Global boom in the number of solar power storage projects
The number of solar energy storage projects is rising rapidly around the world, with international growth rates for photovoltaic storage reaching between 70 and 150 percent in recent years, according to BloombergNEF. Lithium-ion batteries have been the dominant technology to date. The number of battery manufacturers is also growing quickly, with many new suppliers based in Asia.
Risks resulting from battery production
"Batteries are the greatest performance risk in any energy storage system. Recent cases of system under-performance have highlighted this risk," explains Ian Gregory, Managing Director of PI Berlin North America. Batteries are complex systems. The chemical electrolytes must be sufficiently pure, electrode coatings must be very uniform and all raw materials must be stored, processed and assembled at the right temperature and humidity.
Only if all manufacturing steps are carried out correctly will the battery be safe and provide reliable long-term performance. This in turn requires both highly specialized manufacturing processes and comprehensive quality control. "There is a lot of room for error on the path to the finished battery. Our assessment process is designed to identify these weaknesses."
Factory audits examine 170 processes and materials
"International quality standards for battery manufacturing aren't well developed, nor are they applied uniformly by the different manufacturers. Our factory audits check and benchmark over 170 processes and materials used in battery production," explains Shaun Montminy, Technical Manager at PI Berlin. "We spent over 18 months developing this assessment process together with experts in battery chemistry and engineering. We have also incorporated our experience conducting more than 300 factory audits on other solar components."
PI Berlin is offering the new service to all those who may be impacted by poorly-performing batteries, including the investors and owners of large solar power plants. This helps customers choose the right battery manufacturer while also ensuring they are able to proactively identify and manage risks in the batteries being purchased.

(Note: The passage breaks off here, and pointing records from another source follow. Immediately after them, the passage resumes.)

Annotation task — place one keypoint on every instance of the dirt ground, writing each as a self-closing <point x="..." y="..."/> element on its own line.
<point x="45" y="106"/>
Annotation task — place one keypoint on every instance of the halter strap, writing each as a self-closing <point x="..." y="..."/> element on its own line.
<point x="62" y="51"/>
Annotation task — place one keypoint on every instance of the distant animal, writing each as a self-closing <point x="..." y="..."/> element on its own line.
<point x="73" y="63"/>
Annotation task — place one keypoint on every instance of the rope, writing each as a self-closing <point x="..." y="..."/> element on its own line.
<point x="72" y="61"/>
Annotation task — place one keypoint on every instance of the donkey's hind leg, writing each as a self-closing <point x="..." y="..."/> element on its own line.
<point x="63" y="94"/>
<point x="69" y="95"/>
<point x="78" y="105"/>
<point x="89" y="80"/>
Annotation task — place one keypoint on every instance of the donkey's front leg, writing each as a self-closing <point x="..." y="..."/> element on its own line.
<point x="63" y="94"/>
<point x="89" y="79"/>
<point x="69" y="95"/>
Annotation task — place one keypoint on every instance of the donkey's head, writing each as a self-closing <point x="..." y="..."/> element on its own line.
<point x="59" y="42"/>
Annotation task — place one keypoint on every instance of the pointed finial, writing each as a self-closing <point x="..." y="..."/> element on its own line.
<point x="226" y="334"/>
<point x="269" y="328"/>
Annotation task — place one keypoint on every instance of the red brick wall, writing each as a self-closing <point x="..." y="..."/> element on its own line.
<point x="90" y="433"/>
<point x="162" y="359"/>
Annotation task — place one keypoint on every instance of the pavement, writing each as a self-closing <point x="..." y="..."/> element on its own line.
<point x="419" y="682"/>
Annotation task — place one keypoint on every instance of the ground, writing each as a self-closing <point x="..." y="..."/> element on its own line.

Independent quality audits
With its new production assessment, PI Berlin aims to support operators and investors of large solar plants around the world to systematically compare and benchmark battery manufacturers. To ensure independence, battery manufacturers cannot contract for audits with PI Berlin. They must be contracted by buyers or investors in order to avoid any conflict of interest. "However, a battery manufacturer can suggest an independent audit to its customers as a way of protecting their customers' interests. It can also help convince banks and investors that a planned storage project will be safe and effective," reports Gregory.